Jabat Kapolda, WALHI Sulsel Ingatkan “Irjen Pol Setyo Boedi” Tegakkan Hukum Lingkungan yang Mandek

MAKASSAR, INDEKSMEDIA.ID — Kepala Kepolisian Republik Indonesia (Kapolri) Jenderal Polisi Listyo Sigit Prabowo, baru-baru ini kembali melakukan mutasi jabatan.

Dari empat surat telegram rahasia Kapolri, Jabatan Kapolda Sulsel kini berada di tangan Irjen Pol Setyo Boedi Moemponi Harso.

Ia menggantikan Irjen Pol Nana Sudjana sebagai Kapolda Sulsel sebelumnya.

Terkait mutasi tersebut, Wahana Lingkungan Hidup Indoensia (WALHI) Sulawesi Selatan mengingatkan Kapolda Sulsel.

Peringatan tersebut terkait penegakan hukum lingkungan yang tidak berjalan efektif di institusi tertinggi Polri di daerah Sulsel.

Kepala Divisi Hukum dan Politik Hijau WALHI Sulsel berharap, Kapolda Sulsel yang baru dapat memperbaiki kinerja kepolisian di Sulsel.

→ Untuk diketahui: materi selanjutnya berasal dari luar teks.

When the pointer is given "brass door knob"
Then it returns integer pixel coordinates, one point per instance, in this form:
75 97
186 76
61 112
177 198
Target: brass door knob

Pasalnya di era Irjen Pol Nana Sudjana, setidaknya penegakan hukum lingkungan tidak ditegekkan secara kuat oleh Polda Sulsel.

“Satu hal yang perlu dilakukan Kapolda Sulsel yang baru adalah mengevaluasi penyidik tindak pidana khusus Polda Sulsel,” kata Arfandi Anas SH, Jumat (31/3/).

Menurutnya, Kapolda harus menelusuri terkait terbitnya surat SP3 yang memberhentikan penyelidikan kasus perusakan hutan lindung Pongtorra di Toraja Utara yang menyeret anggota DPRD Sulsel, Jufri Sambarra.

Tak hanya itu, penindakan terhadap pelaku kegiatan tambang emas ilegal di Kabupaten Luwu belum dilakukan.

Padahal jelas sekali penambangan tersebut merugikan negara dan merusak lingkungan hidup.

“Di era Irjen Pol Nana, kegiatan tambang ilegal di Kabupaten Luwu tidak mendapatkan penindakan hukum. Tidak ada yang ditangkap. bahkan penyegelan pun tidak dilakukan. Saya dan masyarakat berharap Kapolda bisa melakukan hal yang sebaliknya,” tandas Pendi sapaan akrab Kepala Divisi Hukum dan Politik Hijau WALHI Sulsel itu.

Lebih jauh, masalah lain pembangunan smelter nikel di Luwu yang dibagun oleh group bisnis Jusuf Kalla, dan pembelian ore nikel dari PT CLM ke PT Huady Nickel Alloy.

Pendi menuturkan, Kapolda yang baru juga harus memeriksa dokumen lingkungan PT BMS yang saat ini sedang membangun smelter di Kabupaten Luwu.

Hingga saat ini, tak banyak yang masyarakat yang mengetahui apakah PT BMS telah melakukan konsultasi AMDAL dengan masyarakat dan memperoleh izin lingkungan dari pemerintah.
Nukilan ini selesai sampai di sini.